佐賀県は、唐津市や伊万里市など県西部や県中部の13市町について、計174カ所の大規模盛り土造成地の位置を示した地図を県ホームページなどで公表した。昨年9月に公表した県東部分と合わせ計19市町分となり、県の調査は完了した。佐賀市も独自に調べ、本年度中の公表を目指す。

 県は1月末に唐津市や伊万里市、武雄市、鹿島市、嬉野市、東松浦郡玄海町、西松浦郡有田町、杵島郡大町町、江北町、白石町、藤津郡太良町の11市町を、2月25日に多久と小城の2市の調査結果を公表した。

 全174カ所のうち169カ所が谷や沢を埋めて造成した宅地(谷埋め型)で、5カ所が山の斜面などに盛り土をした宅地(腹付け型)だった。

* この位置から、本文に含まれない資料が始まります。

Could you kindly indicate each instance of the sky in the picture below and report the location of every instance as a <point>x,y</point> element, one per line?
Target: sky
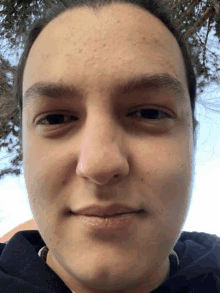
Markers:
<point>203,215</point>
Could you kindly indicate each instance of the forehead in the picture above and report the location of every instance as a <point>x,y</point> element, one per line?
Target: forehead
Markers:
<point>83,45</point>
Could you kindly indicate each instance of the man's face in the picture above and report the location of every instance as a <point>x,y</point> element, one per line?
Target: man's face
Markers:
<point>70,161</point>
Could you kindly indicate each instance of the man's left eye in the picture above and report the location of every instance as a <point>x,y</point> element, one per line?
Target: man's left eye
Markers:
<point>150,114</point>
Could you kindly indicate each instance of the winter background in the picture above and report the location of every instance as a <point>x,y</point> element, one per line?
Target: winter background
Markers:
<point>203,216</point>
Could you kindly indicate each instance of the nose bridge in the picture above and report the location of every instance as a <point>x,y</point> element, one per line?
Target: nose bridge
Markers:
<point>100,156</point>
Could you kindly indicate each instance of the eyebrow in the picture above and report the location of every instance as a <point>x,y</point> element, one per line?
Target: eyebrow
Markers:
<point>135,83</point>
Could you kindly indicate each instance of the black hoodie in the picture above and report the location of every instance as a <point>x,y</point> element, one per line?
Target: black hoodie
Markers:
<point>22,270</point>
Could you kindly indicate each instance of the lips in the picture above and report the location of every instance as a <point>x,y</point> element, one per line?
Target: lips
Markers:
<point>111,210</point>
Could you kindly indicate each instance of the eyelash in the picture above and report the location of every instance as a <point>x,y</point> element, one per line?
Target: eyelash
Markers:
<point>74,118</point>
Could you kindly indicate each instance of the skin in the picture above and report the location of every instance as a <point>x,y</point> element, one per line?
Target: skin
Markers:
<point>152,158</point>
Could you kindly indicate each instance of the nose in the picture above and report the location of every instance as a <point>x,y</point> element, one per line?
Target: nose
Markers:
<point>101,160</point>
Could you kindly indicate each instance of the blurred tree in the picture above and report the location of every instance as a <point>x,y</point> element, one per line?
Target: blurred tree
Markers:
<point>196,19</point>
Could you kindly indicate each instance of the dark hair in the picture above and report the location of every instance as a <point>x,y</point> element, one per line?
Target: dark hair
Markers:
<point>155,7</point>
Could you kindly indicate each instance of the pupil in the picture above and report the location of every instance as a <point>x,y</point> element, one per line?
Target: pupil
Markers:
<point>149,113</point>
<point>58,118</point>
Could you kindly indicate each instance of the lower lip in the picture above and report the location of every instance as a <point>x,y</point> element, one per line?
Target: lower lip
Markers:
<point>106,224</point>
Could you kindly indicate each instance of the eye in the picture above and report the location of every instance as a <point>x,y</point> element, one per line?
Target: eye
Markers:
<point>55,119</point>
<point>150,114</point>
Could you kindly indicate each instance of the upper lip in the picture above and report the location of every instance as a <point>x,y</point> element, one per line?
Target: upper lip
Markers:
<point>97,210</point>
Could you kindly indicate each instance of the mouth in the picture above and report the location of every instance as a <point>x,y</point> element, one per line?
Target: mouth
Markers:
<point>115,215</point>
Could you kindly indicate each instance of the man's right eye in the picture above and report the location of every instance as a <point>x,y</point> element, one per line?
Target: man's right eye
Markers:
<point>54,119</point>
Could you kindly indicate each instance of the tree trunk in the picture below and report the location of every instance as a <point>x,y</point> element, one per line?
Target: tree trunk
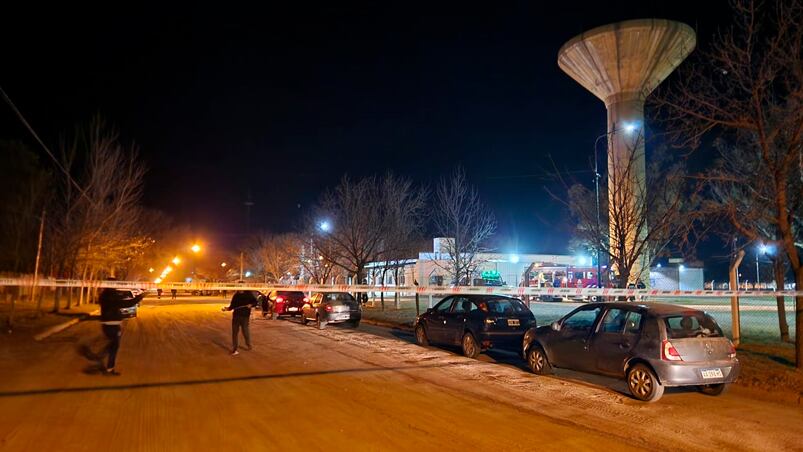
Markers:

 市町別に見ると、最も箇所数が多かったのは伊万里市の54カ所で、次いで唐津市32カ所、多久市24カ所、武雄市23カ所だった。県都市計画課によると、公共施設では伊万里市役所などが該当し、西部地域では高台に設けられた小中学校も当てはまったという。

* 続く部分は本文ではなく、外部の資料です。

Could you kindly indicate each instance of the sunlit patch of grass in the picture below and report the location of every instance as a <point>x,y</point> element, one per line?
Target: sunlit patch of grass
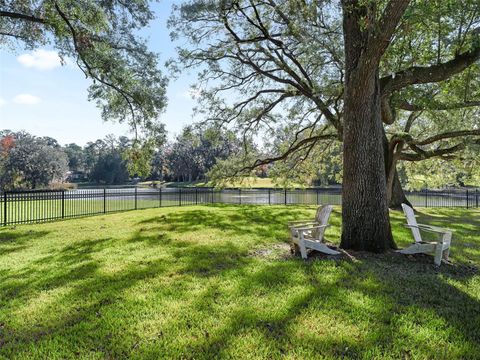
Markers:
<point>218,281</point>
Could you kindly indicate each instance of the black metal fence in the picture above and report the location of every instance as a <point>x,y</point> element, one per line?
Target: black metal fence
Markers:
<point>46,205</point>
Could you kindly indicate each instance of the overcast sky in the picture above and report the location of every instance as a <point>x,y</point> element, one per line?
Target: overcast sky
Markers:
<point>40,96</point>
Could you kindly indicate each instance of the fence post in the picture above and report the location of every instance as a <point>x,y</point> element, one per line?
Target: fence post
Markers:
<point>63,204</point>
<point>136,198</point>
<point>5,208</point>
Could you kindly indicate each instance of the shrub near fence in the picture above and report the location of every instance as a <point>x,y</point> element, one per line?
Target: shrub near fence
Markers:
<point>46,205</point>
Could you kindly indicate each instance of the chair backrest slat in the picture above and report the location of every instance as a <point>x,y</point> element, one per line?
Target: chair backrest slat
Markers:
<point>411,220</point>
<point>322,216</point>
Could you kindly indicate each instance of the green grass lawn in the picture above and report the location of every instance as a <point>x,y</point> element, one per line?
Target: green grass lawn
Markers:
<point>209,282</point>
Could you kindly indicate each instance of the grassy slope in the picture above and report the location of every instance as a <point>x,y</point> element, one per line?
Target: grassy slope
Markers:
<point>206,281</point>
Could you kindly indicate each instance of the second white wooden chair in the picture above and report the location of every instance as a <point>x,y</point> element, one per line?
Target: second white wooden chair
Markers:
<point>439,248</point>
<point>309,234</point>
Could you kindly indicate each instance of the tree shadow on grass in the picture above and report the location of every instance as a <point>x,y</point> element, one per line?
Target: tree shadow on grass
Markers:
<point>13,241</point>
<point>380,298</point>
<point>400,298</point>
<point>263,222</point>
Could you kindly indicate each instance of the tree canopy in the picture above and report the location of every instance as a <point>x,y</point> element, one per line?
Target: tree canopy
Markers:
<point>102,38</point>
<point>279,66</point>
<point>367,73</point>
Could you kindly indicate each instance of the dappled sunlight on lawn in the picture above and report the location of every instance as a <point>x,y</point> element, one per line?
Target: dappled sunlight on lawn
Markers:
<point>198,282</point>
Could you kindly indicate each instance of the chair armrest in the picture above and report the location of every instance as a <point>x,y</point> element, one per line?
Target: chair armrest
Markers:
<point>302,224</point>
<point>434,227</point>
<point>302,229</point>
<point>301,221</point>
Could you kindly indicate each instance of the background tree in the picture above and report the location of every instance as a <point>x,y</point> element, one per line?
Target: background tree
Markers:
<point>334,70</point>
<point>32,162</point>
<point>102,38</point>
<point>76,161</point>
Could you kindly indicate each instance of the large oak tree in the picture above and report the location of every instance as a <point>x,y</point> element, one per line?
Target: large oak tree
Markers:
<point>363,72</point>
<point>102,39</point>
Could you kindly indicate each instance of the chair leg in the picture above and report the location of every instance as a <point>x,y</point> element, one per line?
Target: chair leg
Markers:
<point>301,245</point>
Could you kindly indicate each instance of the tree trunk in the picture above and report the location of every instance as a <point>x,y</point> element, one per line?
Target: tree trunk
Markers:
<point>365,217</point>
<point>395,194</point>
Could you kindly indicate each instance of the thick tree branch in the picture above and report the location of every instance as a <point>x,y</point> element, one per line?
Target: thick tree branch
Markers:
<point>405,105</point>
<point>382,35</point>
<point>19,16</point>
<point>446,135</point>
<point>430,74</point>
<point>433,153</point>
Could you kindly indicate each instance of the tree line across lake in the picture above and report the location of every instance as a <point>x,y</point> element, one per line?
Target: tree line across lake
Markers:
<point>197,153</point>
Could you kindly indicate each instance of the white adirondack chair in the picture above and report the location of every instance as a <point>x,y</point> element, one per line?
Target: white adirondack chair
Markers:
<point>309,235</point>
<point>438,248</point>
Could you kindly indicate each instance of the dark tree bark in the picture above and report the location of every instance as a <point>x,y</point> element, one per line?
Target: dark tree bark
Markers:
<point>395,194</point>
<point>365,222</point>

 1995年の阪神・淡路大震災や2011年の東日本大震災では、大規模盛り土造成地で崖崩れや土砂の流出による被害があった。国は予防対策を進めるため、15年にガイドラインを示し、全国の自治体に大規模盛り土造成地の位置を示した地図を作成、公表するように指示し、19年度中の公表完了を目指している。